Слепой секундант - стр. 52
– Это, сударь, не шпага, запястье должно быть каменное, – учил он. – Не подкручивать нож-то, ни к чему! Вот большой палец лежит этак – и надобно думать, будто им, пальцем, целитесь. Вот жулик-то полетит сперва рукоятью вперед, потом развернется острием – и того довольно! Чего ему в воздухе кувыркаться? И руку выпрямлять надобно, вот этак…
Андрей увлекся. Ему казалось, что прошло совсем немного времени, и он очень удивился, когда его позвали к столу. Тогда и выяснилось, что Еремей со стряпней припозднился.
– Пока поедим, пока соберусь – и вовсе стемнеет, – сказал Андрей.
– А куда, сударик мой ненаглядный?
– К госпоже Коростелевой. Пусть бы сказала, где спрятала Дуняшку.
– Верно, – согласился Еремей. – Афоня, поедешь с барином. А я за нашим ворюгой присмотрю. Вот ведь сокровище навязалось на наши головы, чертово семя!
– Знамо, поеду. Меня-то барыня знает и в любое время велит к себе впустить. Да только с черного хода придется – ну, как там меня караулят?

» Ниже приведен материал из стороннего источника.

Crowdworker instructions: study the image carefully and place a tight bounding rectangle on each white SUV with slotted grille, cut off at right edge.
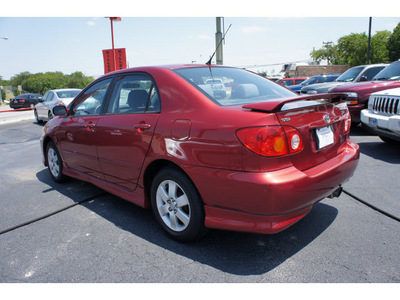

Андрей дважды, не то трижды, бывал у Коростелевых вместе с Акиньшиным – один раз, помнится, там обедали, один раз заезжали поздравить хозяйку с именинами. Он плохо помнил сестру Акиньшина и совершенно не знал ее – в гостиной все дамы одинаковы. На всякий случай Андрей решил не говорить ей, что знает о ее невзгодах, – она либо не поверит, что слепой человек может вступиться за нее, либо вздумает ему содействовать – это может оказаться еще хуже.
Выбежала горничная, просила подождать – барыня-де гостей не ждала и одевается.
– Скажи барыне – гость слеп, – велел Андрей.
Минуту погодя вышла госпожа Коростелева, закутанная в шлафрок[5] дама лет пятидесяти, крепкого сложения, немного похожая на брата – с таким же смугловатым лицом, с татарским прищуром умных глаз.
– Господин Соломин, – сказала она, – я рада вам, я помню вас… Боже мой, могла ли я думать… Поверьте, я всей душой…
– Благодарю за сочувствие, сударыня, но я позволил себе явиться в такой час по делу, – спокойно сказал Андрей. Слушать взволнованный голос женщины, готовой расплакаться, он совершенно не желал. – А дело такого рода – слуга вашего покойного брата незадолго до несчастья привел к вам девицу с просьбой спрятать ее.
– Да, и я обещала, что помогу бедняжке.
– Она у вас?
– Нет. Господин Соломин, я менее всего хочу прослыть жестокосердной и неделикатной… но…
– Говорите все как есть, сударыня. Я крепче духом, чем может показаться.
Собеседница вздохнула:
– Видите ли, в тот же день ко мне приехала госпожа Кузьмина. Она искала вас… Просила меня написать записочку брату, чтобы он помог ей встретиться с вами…
Андрей не ожидал, что услышит в этом доме про Катеньку. Да, он же сам ей, кажется, как-то сказал, что сестра Акиньшина замужем за Коростелевым! Катенька поехала к незнакомым людям, чтобы они помогли ей вернуть жениха, до чего же он своим упрямством довел невесту – стыд и срам…
Теперь, когда Катеньки больше не было, Андрей перебирал в памяти все, что их связывало, и сам себе выносил приговор, состоящий из одного слова: недодал. Недодал любви, недодал нежности, внимания, заботы. Уговорился повенчаться на ней, еще не испытывая истинной любви, дурак! А по-настоящему понял, что любит, под Очаковом, в холодной землянке. Тогда только душа осознала, какое тепло исходит из Катенькиных глаз.